Questo blog oggi compie un anno. Di tutti i blog che ho creato, è il primo che raggiunge questo traguardo temporale. Forse per una sollecitazione amica, forse perchè grazie ai social-network è più facile avere riscontri. O forse perchè ho indovinato la skin giusta.

Come per i blog precedenti, anche questo ha avuto una spinta propulsiva iniziale e poi è andato declinando. Basta consultare l'archivio e contare i post per mese: sopra i venti da ottobre a dicembre 2011, sopra i dieci da gennaio ad aprile 2012, e poi poche unità da maggio ad oggi. Un declino che però stavolta non è stato sufficiente per spegnersi del tutto.

Credo che un blog declini per tre motivi. 1) Perchè nei primi tempi si dice gran parte di quello che si ha da dire. Poi ci si ripete soltanto. 2) Perchè strada facendo qualcuno ti legge e quando ti senti osservato, stai più attento a quello che dici. 3) Perchè è difficile esprimersi per bozze e pensieri immediati, dopo aver pubblicato i primi post strutturati. Come quando cammini con il passo più lungo, dopo un po' la gamba tende a irrigidirsi. Naturalmente, parlo solo per me.
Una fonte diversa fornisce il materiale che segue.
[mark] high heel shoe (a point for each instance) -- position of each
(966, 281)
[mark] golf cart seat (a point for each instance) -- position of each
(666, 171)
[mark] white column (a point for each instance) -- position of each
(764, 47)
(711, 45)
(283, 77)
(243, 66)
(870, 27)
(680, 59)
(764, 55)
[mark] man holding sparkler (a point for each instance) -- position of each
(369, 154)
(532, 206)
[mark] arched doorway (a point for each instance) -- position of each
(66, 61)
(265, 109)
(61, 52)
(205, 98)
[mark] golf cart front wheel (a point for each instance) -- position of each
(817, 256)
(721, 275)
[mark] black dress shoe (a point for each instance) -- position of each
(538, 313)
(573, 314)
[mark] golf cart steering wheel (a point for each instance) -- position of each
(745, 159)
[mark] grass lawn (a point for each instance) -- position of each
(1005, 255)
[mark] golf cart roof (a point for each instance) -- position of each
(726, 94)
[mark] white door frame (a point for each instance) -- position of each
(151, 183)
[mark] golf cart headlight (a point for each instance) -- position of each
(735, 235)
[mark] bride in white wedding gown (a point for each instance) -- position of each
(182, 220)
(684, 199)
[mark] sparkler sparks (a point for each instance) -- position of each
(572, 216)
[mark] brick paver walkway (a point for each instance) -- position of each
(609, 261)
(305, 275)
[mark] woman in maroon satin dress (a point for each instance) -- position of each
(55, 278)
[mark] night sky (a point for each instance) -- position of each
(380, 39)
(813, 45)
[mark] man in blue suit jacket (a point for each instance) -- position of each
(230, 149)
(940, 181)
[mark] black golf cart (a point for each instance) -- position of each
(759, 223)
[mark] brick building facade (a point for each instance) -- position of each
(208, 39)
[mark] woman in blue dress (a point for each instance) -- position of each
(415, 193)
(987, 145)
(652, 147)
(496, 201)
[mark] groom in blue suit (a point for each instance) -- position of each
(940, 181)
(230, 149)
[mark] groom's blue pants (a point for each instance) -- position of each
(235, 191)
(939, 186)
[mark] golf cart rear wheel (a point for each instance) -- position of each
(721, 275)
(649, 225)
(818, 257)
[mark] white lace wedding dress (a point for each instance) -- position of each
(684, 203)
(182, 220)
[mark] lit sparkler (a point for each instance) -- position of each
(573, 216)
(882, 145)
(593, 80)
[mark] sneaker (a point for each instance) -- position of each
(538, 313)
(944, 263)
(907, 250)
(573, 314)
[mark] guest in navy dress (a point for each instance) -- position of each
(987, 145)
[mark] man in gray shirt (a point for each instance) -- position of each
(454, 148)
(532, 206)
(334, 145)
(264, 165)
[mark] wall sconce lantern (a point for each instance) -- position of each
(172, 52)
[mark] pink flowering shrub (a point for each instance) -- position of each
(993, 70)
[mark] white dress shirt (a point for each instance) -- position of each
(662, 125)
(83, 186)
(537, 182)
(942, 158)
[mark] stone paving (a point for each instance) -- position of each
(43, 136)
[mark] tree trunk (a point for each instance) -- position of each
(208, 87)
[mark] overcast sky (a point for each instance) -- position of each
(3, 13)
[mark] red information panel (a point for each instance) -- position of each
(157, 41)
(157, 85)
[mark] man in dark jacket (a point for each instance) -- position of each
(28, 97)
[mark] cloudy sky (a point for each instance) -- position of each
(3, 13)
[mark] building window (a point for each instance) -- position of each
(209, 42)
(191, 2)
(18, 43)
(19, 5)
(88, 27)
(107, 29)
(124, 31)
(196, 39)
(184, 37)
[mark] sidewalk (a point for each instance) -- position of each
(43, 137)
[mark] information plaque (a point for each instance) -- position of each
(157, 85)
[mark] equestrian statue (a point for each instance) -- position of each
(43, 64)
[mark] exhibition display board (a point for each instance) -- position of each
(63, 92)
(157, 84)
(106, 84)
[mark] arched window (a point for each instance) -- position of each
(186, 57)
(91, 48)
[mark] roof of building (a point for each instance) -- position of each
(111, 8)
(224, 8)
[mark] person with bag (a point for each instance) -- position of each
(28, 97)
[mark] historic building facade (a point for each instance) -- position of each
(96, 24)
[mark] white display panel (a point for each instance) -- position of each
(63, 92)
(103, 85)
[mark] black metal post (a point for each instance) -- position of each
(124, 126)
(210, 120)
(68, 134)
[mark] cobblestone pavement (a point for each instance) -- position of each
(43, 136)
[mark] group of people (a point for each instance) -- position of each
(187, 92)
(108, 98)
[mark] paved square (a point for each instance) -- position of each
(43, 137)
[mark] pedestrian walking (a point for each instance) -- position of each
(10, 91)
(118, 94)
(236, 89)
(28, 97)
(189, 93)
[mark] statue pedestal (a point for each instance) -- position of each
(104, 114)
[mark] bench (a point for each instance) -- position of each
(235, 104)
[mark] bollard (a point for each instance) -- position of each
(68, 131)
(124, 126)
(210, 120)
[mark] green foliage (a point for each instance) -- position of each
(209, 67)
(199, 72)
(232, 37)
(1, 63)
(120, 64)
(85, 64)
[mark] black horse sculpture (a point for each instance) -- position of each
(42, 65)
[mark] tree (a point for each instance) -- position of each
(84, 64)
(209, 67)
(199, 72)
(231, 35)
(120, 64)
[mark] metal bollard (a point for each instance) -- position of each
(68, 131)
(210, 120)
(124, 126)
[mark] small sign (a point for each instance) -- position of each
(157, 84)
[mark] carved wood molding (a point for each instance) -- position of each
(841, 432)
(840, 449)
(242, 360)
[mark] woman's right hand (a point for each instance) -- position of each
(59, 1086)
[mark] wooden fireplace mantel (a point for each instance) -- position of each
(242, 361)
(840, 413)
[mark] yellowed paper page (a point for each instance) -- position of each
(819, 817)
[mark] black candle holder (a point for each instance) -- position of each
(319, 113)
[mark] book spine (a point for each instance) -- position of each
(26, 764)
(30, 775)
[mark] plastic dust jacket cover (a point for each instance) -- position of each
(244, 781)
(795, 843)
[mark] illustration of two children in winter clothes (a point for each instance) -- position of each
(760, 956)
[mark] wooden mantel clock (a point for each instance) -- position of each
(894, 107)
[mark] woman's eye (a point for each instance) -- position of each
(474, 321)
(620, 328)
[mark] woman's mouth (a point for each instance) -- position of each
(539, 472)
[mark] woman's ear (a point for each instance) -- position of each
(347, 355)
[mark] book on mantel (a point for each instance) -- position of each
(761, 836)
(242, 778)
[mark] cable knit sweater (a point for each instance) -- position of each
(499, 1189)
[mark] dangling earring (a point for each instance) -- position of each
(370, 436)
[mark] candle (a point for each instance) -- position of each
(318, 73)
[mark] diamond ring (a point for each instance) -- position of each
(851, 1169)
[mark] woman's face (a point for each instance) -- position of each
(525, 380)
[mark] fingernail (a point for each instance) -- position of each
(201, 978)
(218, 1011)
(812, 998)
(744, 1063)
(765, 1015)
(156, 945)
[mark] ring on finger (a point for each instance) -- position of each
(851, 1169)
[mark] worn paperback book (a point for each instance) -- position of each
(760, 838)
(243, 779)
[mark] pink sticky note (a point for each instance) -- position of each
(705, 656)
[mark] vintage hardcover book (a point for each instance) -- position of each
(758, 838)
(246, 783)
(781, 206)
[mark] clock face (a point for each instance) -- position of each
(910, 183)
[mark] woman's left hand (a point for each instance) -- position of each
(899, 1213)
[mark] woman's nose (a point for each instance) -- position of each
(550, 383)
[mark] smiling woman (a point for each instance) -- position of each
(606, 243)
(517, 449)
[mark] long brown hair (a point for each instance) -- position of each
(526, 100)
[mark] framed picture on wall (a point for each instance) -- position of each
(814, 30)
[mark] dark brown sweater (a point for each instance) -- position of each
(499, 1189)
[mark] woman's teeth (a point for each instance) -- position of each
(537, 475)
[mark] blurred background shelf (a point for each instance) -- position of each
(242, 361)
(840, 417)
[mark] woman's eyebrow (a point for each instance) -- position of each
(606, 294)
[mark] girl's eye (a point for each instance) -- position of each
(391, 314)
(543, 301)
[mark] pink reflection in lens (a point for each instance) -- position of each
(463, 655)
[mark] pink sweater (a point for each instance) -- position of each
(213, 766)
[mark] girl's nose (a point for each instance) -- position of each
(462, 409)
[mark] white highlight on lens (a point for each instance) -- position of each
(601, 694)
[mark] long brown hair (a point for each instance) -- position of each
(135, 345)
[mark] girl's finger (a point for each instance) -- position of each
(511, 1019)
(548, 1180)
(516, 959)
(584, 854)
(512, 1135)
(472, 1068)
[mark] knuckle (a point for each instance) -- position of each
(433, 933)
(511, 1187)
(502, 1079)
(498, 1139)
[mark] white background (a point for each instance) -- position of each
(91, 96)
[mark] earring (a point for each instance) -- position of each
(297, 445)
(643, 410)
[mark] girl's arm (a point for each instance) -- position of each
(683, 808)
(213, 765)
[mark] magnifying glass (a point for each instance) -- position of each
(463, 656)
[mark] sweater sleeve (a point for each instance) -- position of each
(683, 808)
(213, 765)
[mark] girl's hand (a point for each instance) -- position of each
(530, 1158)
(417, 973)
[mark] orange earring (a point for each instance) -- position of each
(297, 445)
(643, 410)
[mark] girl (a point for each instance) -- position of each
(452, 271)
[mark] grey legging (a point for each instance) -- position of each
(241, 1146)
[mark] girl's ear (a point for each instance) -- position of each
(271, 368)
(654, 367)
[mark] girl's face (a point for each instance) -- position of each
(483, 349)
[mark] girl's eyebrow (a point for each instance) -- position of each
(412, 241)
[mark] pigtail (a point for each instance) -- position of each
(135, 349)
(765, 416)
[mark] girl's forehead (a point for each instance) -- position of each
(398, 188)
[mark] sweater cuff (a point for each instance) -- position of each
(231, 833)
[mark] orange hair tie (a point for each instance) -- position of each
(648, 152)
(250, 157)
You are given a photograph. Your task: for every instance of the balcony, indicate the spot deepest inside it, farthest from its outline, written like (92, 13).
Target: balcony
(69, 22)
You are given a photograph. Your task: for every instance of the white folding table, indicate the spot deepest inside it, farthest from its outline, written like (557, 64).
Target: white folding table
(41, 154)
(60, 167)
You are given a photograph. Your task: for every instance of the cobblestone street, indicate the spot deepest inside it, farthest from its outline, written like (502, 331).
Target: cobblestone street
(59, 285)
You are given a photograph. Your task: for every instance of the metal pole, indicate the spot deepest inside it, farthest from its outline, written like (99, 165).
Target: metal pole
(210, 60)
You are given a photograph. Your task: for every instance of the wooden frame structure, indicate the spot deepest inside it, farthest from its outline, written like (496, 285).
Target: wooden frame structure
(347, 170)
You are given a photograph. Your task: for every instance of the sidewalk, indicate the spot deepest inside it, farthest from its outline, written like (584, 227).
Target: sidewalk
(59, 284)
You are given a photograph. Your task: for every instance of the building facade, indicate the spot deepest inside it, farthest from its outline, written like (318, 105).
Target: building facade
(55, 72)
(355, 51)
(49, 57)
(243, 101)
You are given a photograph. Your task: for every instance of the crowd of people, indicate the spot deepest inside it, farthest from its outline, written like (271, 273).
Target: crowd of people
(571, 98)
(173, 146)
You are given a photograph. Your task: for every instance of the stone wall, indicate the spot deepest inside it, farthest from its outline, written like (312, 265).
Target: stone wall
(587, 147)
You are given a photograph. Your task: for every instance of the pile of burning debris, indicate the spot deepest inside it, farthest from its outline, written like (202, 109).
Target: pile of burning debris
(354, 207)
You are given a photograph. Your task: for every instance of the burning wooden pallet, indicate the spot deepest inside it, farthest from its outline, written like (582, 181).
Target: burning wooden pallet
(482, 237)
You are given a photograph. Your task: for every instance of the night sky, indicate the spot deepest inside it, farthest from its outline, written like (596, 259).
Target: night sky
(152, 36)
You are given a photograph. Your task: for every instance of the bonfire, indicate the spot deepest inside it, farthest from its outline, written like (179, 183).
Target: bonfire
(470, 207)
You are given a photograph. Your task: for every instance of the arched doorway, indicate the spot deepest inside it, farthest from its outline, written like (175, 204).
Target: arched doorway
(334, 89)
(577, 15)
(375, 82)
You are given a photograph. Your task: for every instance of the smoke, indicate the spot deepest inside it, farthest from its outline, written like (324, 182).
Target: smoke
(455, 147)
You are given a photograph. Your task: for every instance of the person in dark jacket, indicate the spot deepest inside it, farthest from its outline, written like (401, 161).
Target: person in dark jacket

Questo blog dipende molto da quello che scrivo altrove. Su Metaforum, su Facebook. Sono anni che scrivo in rete, dal 1998 credo, esprimendomi in scambi diretti, polemiche, battibecchi e tutto finisce disperso. Poco male per il resto del mondo. Dato però che lo strumento c'è, fa poco male anche se tengo traccia dei miei modesti pensieri. Dice Gloria Steinem che troppo spesso non teniamo conto di ciò che scriviamo. Se lo dice lei che scrive libri, figurarsi uno che scrive su tanti foglietti virtuali sparsi per il web. Così qui capita che io scriva soprattutto estratti da altre conversazioni, a volte adattati a volte no, qualche volta poco comprensibili perchè davvero fuori contesto. Diceva Palmiro Togliatti che la miglior scuola di formazione politica è la redazione del verbale delle riunioni e lui redigeva personalmente i verbali delle riunioni della Direzione. Ecco, condurre un blog può essere in fondo come la redazione di un verbale delle voci che hai in testa, quelle che si formano nel confronto tra sè e gli altri o anche solo nel commento di un articolo di giornale.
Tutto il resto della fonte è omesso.